Inadequate water, sanitation, and hygiene (WASH) conditions exist in a range of settings, from temporary refugee camps to permanent homes in large cities.

CDC’s global WASH program provides expertise and interventions aimed at saving lives and reducing illness by improving global access to healthy and safe water, adequate sanitation, and improved hygiene. The WASH program works on long-term prevention and control measures for improving health, reducing poverty, and improving socio-economic development as well as responding to global emergencies and outbreaks of life-threatening illnesses. These improvements reduce the lethal impact of WASH-related diseases ranging from cholera to typhoid fever to hepatitis.

CDC’s global WASH work is focused in six areas and involves partnerships with other US government agencies, Ministries of Health, non-governmental agencies, and various international agencies.

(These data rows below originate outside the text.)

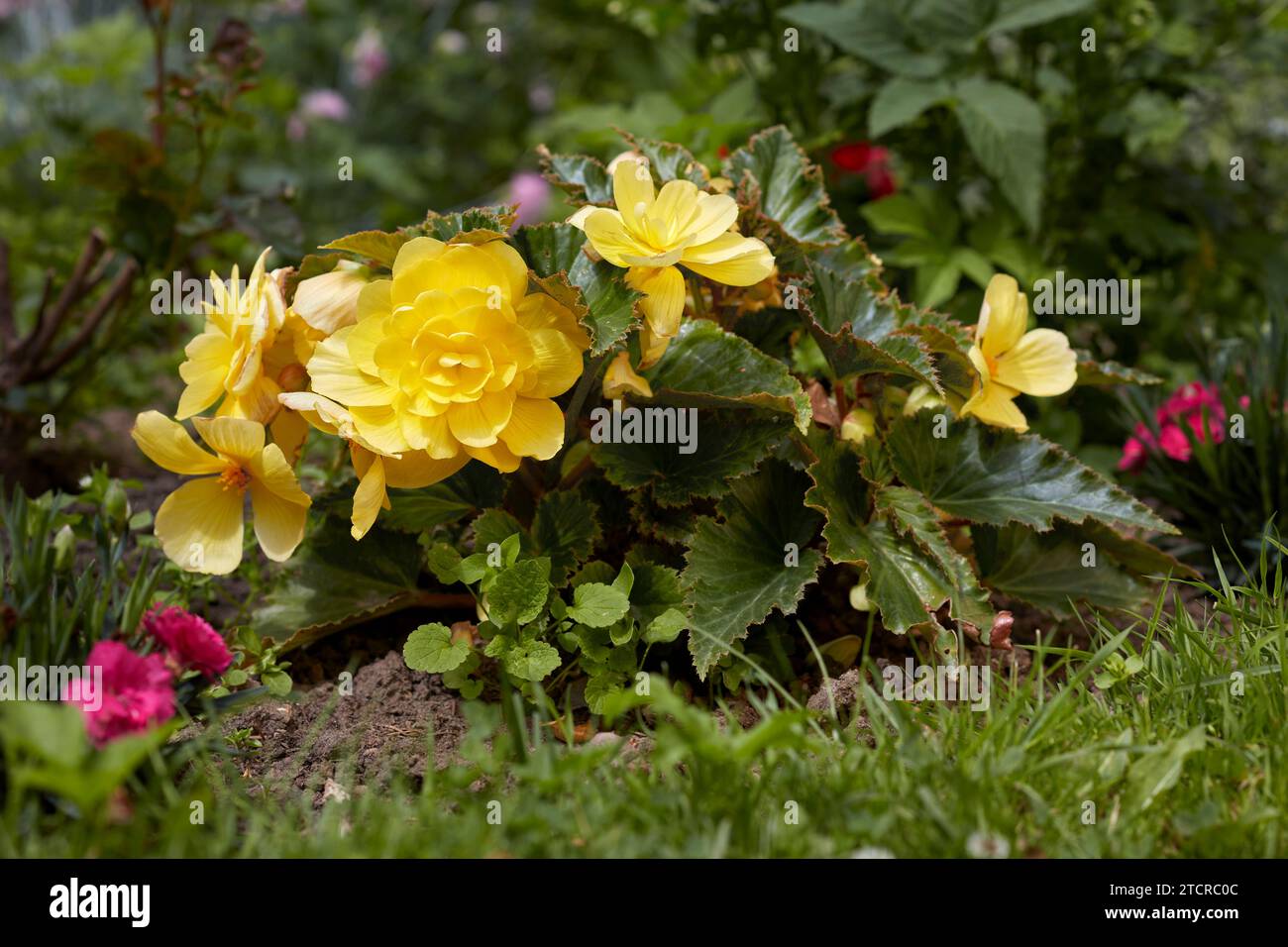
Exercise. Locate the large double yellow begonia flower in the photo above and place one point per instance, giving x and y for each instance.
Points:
(200, 525)
(1012, 361)
(376, 470)
(649, 235)
(454, 356)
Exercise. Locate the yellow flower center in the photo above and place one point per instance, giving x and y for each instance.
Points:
(235, 478)
(292, 377)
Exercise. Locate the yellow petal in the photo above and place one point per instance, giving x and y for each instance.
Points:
(168, 446)
(478, 423)
(579, 218)
(412, 266)
(1041, 364)
(455, 266)
(200, 527)
(652, 347)
(496, 455)
(375, 299)
(608, 235)
(730, 260)
(511, 264)
(713, 214)
(558, 364)
(380, 428)
(1003, 317)
(417, 470)
(670, 218)
(278, 522)
(258, 402)
(539, 311)
(370, 496)
(270, 471)
(995, 403)
(621, 379)
(336, 376)
(664, 299)
(236, 438)
(535, 429)
(209, 359)
(632, 191)
(432, 434)
(290, 429)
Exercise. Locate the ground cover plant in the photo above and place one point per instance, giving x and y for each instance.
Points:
(419, 467)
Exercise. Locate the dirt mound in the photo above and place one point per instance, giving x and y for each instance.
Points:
(378, 729)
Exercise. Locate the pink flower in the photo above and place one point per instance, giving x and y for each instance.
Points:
(128, 692)
(531, 192)
(189, 641)
(325, 103)
(370, 58)
(1186, 406)
(1133, 451)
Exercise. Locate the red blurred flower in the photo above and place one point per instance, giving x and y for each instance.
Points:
(189, 641)
(127, 693)
(868, 159)
(1188, 405)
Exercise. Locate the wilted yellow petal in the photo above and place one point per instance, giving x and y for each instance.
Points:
(652, 347)
(416, 470)
(200, 527)
(330, 300)
(858, 425)
(1041, 364)
(290, 429)
(621, 379)
(168, 446)
(1003, 317)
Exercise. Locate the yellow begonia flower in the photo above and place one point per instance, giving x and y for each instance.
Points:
(651, 234)
(250, 350)
(621, 379)
(376, 470)
(858, 425)
(200, 525)
(1012, 361)
(454, 357)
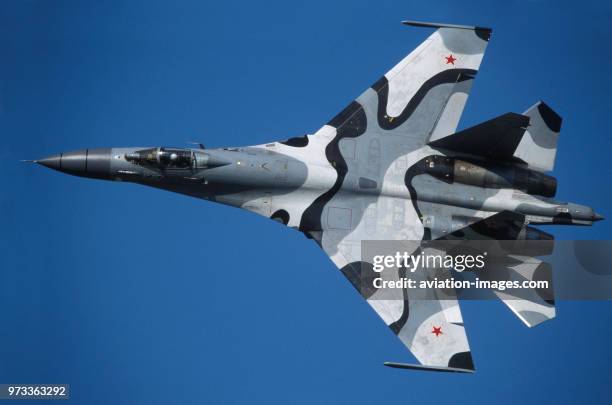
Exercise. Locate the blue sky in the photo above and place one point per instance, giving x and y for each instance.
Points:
(135, 295)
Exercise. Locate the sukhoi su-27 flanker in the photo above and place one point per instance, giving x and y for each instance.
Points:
(390, 166)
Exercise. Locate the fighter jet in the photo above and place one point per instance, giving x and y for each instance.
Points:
(390, 166)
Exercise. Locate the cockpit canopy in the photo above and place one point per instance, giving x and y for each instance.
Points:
(163, 158)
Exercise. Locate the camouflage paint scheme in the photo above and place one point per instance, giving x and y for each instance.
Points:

Storage jars from CDC's Safe Water System program at a mosque in Niger

Photo courtesy of D. Lantagne

Making Water Safe to Drink and Use


Promoting safe water through CDC’s Safe Water System (SWS), which allows individuals, health workers, and schoolteachers to treat and safely store water in homes, health facilities, and schools, and Water Safety Plans (WSPs), which identify water quality threats in community water systems and water utilities, while implementing solutions to those threats.



Chinese school children washing their hands at an outdoor washing station.

Photo courtesy of A. Bowen

Improving Hygiene and Sanitation


Improving the efficacy, sustainability, and integration of hygiene and sanitation interventions into communities and institutions, such as schools.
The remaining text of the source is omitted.